Saber começar, continuar e concluir
“Como começar, como continuar e como terminar são três movimentos chave da vida que não aprendemos na escola”. Assim começou o curso de introdução à filosofia da educação, com meu primeiro professor na Universidade Hebraica de Jerusalém.
O final da Torá, que lemos nessa semana, se parece com o começo em alguns aspectos. Embora o começo seja a criação (do mundo) e o fim seja a morte (de Moisés), em ambos casos existe uma entrega, e em ambos a entrega gera mais entregas.
Na criação do mundo, Deus entrega a possibilidade de existir a todos os seres, junto à possibilidade de criar mais vida. Cada espécie ganha sua própria existência e a capacidade de gerar outros como ele mesmo. O ser humano, recebe mais ainda: é colocado no mundo para cuidar e evoluir, ele próprio e o mundo.
No fim da Torá, Moisés entrega ao povo, e especialmente ao novo líder, Josué, a responsabilidade da continuidade e da autonomia. A partir de agora, a liderança será menos centralizada, e caberá a cada um manter e desenvolver o legado, escrito, ouvido e vivido.
Chama a atenção essa atitude de Moisés no contexto melancólico de sua despedida. O leitor sente a tristeza do líder e do povo diante da determinação divina de que Moisés não poderá chegar até o final da obra. Ele não entrará na Terra Prometida. Ele pede de modos diferentes para, ao menos, passear por ela e foi respondido com rejeição: só poderá ver a terra de longe.
Poderíamos esperar que ele mergulhasse em uma depressão, que quisesse se fazer indispensável, que tentasse mostrar a diferença entre suas virtudes e as do jovem líder, que sentisse medo, tristeza ou abandono. Que insistisse ou se revoltasse mais.

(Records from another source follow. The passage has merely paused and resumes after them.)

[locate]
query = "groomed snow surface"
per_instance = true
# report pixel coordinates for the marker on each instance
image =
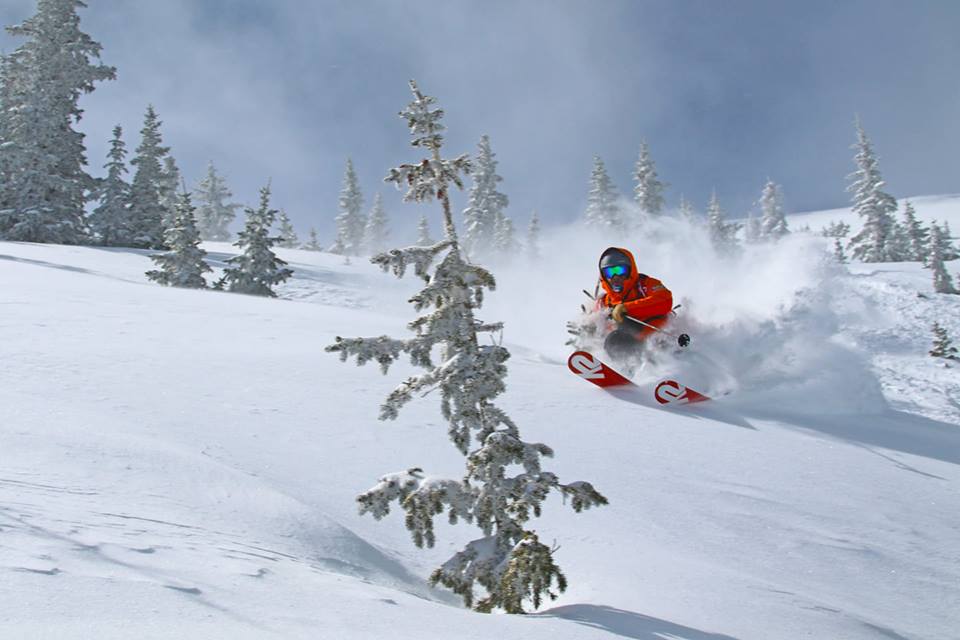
(183, 464)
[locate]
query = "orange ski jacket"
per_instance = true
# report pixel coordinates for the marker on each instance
(644, 297)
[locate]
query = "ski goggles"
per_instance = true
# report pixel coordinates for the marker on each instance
(616, 270)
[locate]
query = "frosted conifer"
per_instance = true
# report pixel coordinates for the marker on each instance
(918, 236)
(183, 265)
(169, 199)
(257, 269)
(942, 344)
(603, 212)
(110, 222)
(423, 233)
(648, 192)
(484, 212)
(377, 232)
(215, 212)
(533, 237)
(871, 203)
(942, 282)
(146, 209)
(773, 222)
(288, 235)
(350, 221)
(506, 561)
(42, 160)
(723, 235)
(314, 243)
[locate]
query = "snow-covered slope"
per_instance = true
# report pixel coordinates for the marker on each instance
(184, 463)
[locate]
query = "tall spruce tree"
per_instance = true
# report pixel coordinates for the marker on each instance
(773, 221)
(485, 205)
(919, 237)
(350, 221)
(723, 235)
(423, 232)
(42, 159)
(648, 192)
(871, 203)
(288, 235)
(942, 282)
(215, 212)
(110, 221)
(377, 231)
(603, 212)
(258, 269)
(508, 561)
(533, 237)
(183, 265)
(146, 208)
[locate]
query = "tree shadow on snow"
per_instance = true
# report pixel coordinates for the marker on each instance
(629, 624)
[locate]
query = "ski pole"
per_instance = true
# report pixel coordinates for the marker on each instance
(683, 339)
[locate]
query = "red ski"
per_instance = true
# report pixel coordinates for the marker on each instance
(592, 369)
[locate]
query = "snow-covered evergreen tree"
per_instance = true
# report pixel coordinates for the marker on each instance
(648, 192)
(918, 236)
(146, 209)
(603, 212)
(42, 159)
(183, 265)
(504, 238)
(215, 212)
(169, 183)
(507, 561)
(533, 237)
(288, 236)
(942, 344)
(871, 203)
(350, 221)
(723, 235)
(377, 231)
(423, 233)
(257, 270)
(110, 221)
(313, 244)
(686, 212)
(942, 282)
(838, 252)
(485, 205)
(773, 222)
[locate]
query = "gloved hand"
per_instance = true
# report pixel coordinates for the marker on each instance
(618, 313)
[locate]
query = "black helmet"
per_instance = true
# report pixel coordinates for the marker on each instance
(612, 257)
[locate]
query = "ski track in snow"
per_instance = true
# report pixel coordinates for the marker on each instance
(184, 463)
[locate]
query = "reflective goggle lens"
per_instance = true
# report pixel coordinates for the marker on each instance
(616, 270)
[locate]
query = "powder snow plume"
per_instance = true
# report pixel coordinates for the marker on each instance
(765, 315)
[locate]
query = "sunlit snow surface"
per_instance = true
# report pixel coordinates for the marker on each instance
(184, 464)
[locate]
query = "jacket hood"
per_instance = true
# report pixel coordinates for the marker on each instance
(629, 284)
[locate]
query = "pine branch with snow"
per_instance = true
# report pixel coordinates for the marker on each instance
(350, 221)
(871, 203)
(147, 212)
(183, 265)
(110, 222)
(215, 212)
(42, 160)
(603, 211)
(483, 215)
(257, 270)
(376, 234)
(648, 192)
(469, 375)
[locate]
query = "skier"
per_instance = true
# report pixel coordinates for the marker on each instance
(630, 296)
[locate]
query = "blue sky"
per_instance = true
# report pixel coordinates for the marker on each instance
(726, 93)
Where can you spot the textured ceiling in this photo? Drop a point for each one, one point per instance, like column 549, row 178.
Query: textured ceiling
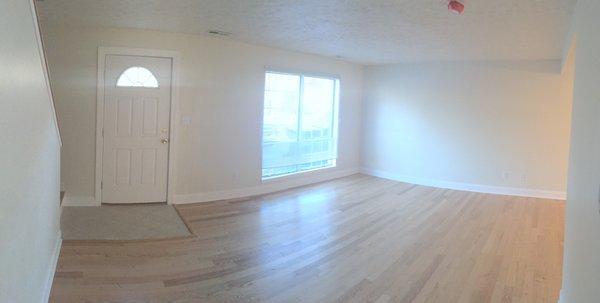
column 367, row 31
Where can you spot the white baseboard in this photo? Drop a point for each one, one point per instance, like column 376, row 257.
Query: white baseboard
column 266, row 187
column 489, row 189
column 80, row 201
column 52, row 269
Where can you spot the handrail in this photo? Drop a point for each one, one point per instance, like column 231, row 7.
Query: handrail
column 44, row 64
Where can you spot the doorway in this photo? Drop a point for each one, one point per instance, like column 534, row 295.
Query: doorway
column 135, row 127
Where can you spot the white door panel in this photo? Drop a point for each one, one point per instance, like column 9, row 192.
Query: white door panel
column 136, row 126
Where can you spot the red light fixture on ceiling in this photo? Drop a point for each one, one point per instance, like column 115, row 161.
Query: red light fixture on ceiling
column 456, row 7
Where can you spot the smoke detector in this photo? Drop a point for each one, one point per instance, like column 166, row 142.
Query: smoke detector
column 456, row 6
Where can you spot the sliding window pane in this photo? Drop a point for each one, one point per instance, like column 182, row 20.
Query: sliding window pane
column 280, row 121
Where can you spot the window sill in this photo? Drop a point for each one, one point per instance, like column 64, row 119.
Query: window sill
column 295, row 175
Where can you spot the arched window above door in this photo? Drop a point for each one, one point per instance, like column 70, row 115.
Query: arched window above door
column 137, row 77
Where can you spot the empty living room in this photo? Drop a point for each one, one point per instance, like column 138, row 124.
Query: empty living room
column 384, row 151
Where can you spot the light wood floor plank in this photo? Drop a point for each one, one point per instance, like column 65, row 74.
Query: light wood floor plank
column 354, row 239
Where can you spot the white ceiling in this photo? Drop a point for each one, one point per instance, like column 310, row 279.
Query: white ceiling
column 367, row 31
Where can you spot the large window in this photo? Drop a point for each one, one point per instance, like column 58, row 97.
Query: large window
column 299, row 123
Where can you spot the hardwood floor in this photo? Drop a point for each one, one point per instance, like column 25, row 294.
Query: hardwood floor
column 355, row 239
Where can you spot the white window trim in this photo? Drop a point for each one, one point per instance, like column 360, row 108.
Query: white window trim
column 336, row 119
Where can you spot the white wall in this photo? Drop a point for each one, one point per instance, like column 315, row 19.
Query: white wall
column 581, row 266
column 222, row 84
column 489, row 126
column 29, row 162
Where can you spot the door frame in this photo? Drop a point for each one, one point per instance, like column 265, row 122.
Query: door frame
column 174, row 112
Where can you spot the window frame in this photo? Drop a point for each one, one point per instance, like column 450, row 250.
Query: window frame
column 335, row 121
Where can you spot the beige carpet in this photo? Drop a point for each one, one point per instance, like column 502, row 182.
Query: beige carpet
column 131, row 222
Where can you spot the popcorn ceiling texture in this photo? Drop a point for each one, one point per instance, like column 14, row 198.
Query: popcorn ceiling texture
column 368, row 32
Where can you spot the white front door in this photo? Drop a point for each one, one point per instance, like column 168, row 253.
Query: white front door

Nada disso aconteceu. Como se tivesse lido Eclesiastes, Moisés decide que existe um tempo para tudo: para nascer e morrer, para lutar e conciliar, para lançar e colher, para se estender e se recolher. Para começar e terminar, para chegar e partir, para liderar e deixar de liderar. Então abraça o novo momento com generosidade, liderança e acolhimento. Entrega todo seu espírito divino a Josué, colocando as duas mãos em sua cabeça, e não apenas uma como foi solicitado, e apenas insiste em entregar a herança de algum modo, a fim de que o final não fosse registrado para nenhuma das partes como uma perda, e sim como um presente. Nada foi tirado, e sim entregue.
Que possamos reconhecer os momentos, compreender as oportunidades que cada um nos presenteia, e transformá-las em presentes que nos permitam dar o melhor de nós. Só assim estaremos sempre presentes por meio de nossa unicidade.